What is holiday home insurance?
Holiday homes are in many ways more vulnerable than your permanent home, as they are left unoccupied for most of the time. Insurance will therefore cover you if you find any surprises when you visit, such as a leak or a burglary. Normal home insurance will not cover a holiday home because it will be empty for more than 30 days in a year, and therefore you will need to take out specific holiday home insurance.
Types of Holiday Home Insurance
Holiday Homes vary, and therefore the type of insurance will vary as well. There are a few typical policies:
- Cabins and Chalets: Make sure you are covered for the outbuildings and hot tubs
- UK Holiday Homes: Growing in popularity, it’s seen as a good investment. You should look for accidental damage, break ins, and general weather risks such as storm cover.
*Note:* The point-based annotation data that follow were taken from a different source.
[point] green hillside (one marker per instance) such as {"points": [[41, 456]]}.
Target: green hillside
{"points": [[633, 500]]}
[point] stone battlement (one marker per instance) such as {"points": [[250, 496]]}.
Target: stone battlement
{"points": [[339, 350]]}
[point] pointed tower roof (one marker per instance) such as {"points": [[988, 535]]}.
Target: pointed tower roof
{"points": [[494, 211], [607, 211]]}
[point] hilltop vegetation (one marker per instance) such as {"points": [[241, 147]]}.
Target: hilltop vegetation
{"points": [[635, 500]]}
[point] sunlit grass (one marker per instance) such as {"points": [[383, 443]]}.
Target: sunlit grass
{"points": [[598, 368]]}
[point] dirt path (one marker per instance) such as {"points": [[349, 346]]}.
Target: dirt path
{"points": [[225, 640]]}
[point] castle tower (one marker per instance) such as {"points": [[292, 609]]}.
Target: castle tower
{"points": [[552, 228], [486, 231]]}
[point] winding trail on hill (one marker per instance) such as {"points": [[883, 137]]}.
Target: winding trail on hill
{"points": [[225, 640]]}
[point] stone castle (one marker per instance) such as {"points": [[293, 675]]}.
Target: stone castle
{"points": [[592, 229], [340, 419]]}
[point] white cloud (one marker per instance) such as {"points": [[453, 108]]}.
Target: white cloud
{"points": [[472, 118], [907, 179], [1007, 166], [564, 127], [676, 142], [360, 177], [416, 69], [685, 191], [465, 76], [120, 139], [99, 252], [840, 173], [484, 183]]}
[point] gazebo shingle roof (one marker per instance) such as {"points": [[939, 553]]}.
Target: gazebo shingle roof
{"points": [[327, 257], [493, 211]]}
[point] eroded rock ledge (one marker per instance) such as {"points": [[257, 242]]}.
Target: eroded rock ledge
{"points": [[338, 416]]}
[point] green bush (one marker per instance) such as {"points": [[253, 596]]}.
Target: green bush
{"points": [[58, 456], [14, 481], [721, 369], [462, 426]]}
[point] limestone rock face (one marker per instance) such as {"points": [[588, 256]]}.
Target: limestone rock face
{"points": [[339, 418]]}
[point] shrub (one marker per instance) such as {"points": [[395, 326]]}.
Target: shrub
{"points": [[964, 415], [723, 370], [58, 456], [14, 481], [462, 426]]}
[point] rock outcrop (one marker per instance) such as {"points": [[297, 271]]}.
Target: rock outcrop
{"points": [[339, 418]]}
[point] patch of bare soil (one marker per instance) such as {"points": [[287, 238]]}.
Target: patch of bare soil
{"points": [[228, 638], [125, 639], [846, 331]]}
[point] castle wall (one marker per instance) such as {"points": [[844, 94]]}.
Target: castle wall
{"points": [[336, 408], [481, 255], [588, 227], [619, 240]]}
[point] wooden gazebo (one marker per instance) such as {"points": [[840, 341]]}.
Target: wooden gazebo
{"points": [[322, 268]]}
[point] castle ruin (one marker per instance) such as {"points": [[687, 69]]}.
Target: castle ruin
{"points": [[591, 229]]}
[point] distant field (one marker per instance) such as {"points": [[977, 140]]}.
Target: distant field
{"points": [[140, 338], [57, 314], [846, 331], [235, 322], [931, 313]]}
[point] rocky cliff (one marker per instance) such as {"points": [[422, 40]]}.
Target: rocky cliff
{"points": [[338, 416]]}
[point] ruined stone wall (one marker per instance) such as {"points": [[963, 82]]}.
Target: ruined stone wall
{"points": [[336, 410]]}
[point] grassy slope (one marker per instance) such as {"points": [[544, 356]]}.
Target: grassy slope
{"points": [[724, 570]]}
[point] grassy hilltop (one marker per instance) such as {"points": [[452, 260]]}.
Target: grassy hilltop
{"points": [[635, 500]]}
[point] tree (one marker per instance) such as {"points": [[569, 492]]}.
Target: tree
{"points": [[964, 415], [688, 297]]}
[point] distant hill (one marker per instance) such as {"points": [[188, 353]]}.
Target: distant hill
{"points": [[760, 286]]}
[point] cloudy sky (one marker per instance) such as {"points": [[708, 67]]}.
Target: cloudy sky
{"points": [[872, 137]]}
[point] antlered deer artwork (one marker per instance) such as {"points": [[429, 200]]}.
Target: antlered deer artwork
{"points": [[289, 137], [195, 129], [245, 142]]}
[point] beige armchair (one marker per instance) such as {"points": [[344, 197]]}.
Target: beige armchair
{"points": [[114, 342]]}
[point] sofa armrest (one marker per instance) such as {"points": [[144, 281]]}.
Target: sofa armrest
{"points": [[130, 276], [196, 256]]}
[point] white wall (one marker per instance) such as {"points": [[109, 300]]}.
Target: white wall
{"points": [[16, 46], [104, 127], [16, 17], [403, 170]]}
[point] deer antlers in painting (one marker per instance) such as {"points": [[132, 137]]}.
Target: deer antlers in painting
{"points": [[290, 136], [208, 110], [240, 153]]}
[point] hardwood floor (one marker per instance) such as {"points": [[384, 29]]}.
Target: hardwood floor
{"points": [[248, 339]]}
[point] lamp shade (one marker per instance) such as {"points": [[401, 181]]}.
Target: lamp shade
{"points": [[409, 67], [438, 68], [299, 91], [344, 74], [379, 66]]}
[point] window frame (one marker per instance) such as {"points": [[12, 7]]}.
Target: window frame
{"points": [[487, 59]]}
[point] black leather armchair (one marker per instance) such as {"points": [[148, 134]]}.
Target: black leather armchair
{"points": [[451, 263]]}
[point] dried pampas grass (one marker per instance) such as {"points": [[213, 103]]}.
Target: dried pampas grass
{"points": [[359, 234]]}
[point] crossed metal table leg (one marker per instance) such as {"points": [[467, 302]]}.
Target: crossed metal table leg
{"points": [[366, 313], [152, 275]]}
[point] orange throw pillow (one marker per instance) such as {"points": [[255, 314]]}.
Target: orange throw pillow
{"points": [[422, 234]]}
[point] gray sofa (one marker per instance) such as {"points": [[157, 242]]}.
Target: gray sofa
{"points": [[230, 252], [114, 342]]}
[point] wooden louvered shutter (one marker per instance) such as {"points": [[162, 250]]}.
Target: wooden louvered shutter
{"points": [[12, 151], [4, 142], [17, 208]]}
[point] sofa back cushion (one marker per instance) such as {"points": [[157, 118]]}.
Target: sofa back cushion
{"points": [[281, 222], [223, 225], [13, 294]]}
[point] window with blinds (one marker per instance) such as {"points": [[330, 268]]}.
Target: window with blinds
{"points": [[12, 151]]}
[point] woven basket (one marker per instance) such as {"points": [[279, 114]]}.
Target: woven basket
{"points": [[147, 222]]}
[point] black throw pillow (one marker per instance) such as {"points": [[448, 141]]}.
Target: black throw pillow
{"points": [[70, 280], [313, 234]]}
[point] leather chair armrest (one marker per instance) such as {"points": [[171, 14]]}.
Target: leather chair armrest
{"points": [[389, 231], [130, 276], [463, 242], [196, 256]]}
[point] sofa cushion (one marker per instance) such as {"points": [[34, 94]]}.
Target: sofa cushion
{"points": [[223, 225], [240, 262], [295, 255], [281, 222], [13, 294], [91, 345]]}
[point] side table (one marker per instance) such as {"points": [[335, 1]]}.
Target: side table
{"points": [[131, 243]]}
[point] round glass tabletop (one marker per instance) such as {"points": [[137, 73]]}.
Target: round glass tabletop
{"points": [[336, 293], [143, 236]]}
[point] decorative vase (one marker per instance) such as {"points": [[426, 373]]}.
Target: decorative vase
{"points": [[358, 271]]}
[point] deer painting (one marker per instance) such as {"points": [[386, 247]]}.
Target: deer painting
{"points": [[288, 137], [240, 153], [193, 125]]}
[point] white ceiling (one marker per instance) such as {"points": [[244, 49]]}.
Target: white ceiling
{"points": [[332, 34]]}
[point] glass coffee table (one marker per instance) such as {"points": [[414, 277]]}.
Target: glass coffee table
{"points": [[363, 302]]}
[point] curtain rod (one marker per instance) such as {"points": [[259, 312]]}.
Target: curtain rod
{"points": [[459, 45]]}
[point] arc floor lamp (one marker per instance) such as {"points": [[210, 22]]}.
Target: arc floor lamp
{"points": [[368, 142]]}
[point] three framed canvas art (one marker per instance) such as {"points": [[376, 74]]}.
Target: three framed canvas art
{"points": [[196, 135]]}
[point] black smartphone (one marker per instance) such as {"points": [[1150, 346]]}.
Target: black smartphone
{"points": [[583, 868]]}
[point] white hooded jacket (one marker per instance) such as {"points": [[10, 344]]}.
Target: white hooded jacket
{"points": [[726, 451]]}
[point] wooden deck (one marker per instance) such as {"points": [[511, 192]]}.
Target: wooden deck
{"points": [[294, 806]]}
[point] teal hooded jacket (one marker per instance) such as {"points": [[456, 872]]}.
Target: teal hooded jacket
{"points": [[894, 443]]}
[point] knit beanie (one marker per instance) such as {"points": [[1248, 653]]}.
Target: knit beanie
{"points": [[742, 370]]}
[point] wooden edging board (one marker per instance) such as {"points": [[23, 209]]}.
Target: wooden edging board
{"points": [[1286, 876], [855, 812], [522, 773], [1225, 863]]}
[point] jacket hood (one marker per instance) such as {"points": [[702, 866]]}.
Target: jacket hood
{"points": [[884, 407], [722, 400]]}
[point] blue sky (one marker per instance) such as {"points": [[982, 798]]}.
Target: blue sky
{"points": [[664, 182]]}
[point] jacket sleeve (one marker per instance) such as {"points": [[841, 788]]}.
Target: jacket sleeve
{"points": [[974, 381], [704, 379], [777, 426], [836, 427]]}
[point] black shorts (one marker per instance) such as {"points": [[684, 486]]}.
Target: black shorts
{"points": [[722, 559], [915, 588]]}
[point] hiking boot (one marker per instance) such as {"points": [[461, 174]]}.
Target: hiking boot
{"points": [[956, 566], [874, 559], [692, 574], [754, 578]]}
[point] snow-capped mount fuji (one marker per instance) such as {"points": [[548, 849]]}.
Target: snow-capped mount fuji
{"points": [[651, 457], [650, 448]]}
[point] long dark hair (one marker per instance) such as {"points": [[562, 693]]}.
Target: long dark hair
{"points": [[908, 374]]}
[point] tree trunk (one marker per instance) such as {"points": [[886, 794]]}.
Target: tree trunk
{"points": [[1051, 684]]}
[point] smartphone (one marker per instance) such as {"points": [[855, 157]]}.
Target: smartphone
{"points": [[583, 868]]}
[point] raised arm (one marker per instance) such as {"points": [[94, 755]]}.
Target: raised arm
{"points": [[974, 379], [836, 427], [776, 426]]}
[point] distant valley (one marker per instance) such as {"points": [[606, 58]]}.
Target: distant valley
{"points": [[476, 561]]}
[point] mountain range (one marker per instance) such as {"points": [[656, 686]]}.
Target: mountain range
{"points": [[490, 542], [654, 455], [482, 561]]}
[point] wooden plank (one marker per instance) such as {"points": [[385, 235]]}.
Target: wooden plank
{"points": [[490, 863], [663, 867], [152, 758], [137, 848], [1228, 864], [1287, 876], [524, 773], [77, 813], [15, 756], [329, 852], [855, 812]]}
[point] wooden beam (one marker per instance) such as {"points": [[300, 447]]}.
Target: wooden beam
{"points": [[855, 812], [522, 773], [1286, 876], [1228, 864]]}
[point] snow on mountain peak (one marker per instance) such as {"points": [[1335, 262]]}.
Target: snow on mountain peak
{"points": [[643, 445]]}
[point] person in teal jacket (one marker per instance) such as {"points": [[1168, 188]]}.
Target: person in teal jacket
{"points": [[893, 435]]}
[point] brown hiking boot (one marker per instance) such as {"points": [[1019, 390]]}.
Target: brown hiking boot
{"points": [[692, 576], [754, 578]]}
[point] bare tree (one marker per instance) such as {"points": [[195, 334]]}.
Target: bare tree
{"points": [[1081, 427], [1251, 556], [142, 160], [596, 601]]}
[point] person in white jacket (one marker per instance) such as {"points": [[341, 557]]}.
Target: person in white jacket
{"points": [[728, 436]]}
- Overseas: These are the most likely to be left unoccupied for a long period of time. You should make sure you have emergency travel and an insurer that can help with repairs overseas. Most companies will offer insurance within major European countries, but you must of course check first.
What will be covered?
This will depend, as any insurance policy, on what type of cover you get. But there are a few typical categories that will be covered:
- Building and contents cover
- Personal possessions cover
- Emergency travel
- 24 hour emergency helpline
How long can I leave it empty?
This will depend on your policy, but usually they will allow you to keep your holiday home empty with no time limit. It’s important to check the policy and make sure you are covered in case it does end up being empty for a long time.
Can I still rent out the property?
You can still rent the property out if you are not there but you should look at policies that will cover a few extra things. These include:
- Loss of Rent: If your property is damaged and you therefore are unable to collect rent while you repair.
- Accidental Damage to the property
- Emergency Accommodation: If the property is damaged and the renters need somewhere to stay.
- Public Liability: If the renters are injured while they are there and it’s your fault, this will cover your legal expenses. These costs can run high so limits to this cover can be in the millions, it just depends how much you want to pay for your premiums.
How can I save money on my holiday home insurance?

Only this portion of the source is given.